On speeding up factoring with quantum SAT solvers

TL;DR

This paper explores using quantum SAT solvers to speed up a specific step in the Number Field Sieve for factoring, potentially surpassing classical methods if quantum solvers are faster.

Contribution

It introduces a SAT circuit for quantum solvers to find smooth numbers, a key step in factoring, highlighting a new approach to leverage quantum speedups.

Findings

Proposes a SAT circuit for quantum solvers to find smooth numbers.

Shows potential for quantum speedup in the factoring process.

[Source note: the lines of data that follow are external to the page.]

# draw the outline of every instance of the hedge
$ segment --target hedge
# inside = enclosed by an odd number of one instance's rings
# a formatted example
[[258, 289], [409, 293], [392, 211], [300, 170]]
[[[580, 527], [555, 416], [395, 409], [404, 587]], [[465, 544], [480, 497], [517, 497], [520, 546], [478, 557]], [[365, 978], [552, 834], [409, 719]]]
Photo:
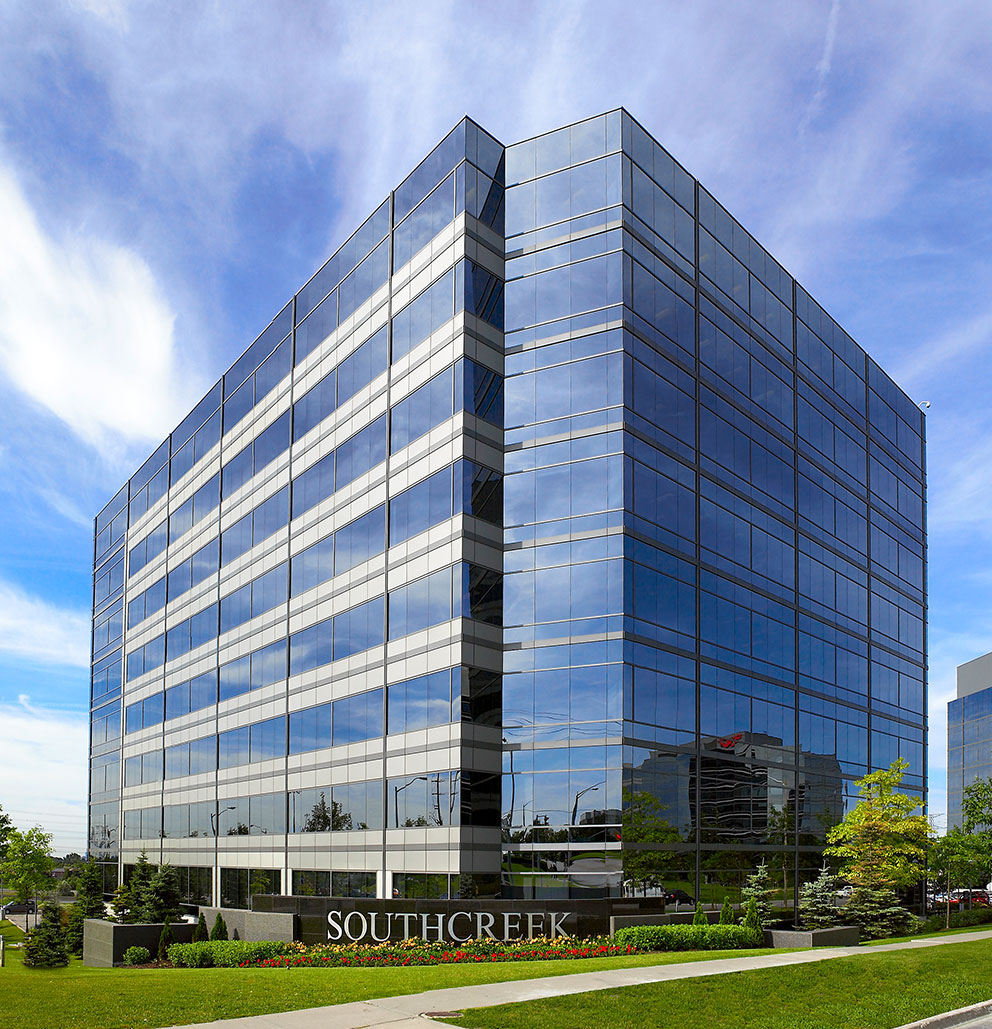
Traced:
[[285, 950], [285, 944], [270, 939], [208, 939], [173, 944], [169, 960], [177, 968], [237, 968], [246, 961], [278, 957]]
[[739, 951], [760, 947], [761, 937], [744, 925], [632, 925], [613, 933], [617, 944], [639, 951]]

Links quantum SAT solving to improvements over classical factoring methods.

Abstract

There have been several efforts to apply quantum SAT solving methods to factor large integers. While these methods may provide insight into quantum SAT solving, to date they have not led to a convincing path to integer factorization that is competitive with the best known classical method, the Number Field Sieve. Many of the techniques tried involved directly encoding multiplication to SAT or an equivalent NP-hard problem and looking for satisfying assignments of the variables representing the prime factors. The main challenge in these cases is that, to compete with the Number Field Sieve, the quantum SAT solver would need to be superpolynomially faster than classical SAT solvers. In this paper the use of SAT solvers is restricted to a smaller task related to factoring: finding smooth numbers, which is an essential step of the Number Field Sieve. We present a SAT circuit that can be given to quantum SAT solvers such as annealers in order to perform this step of factoring. If quantum SAT solvers achieve any speedup over classical brute-force search, then our factoring algorithm is faster than the classical NFS.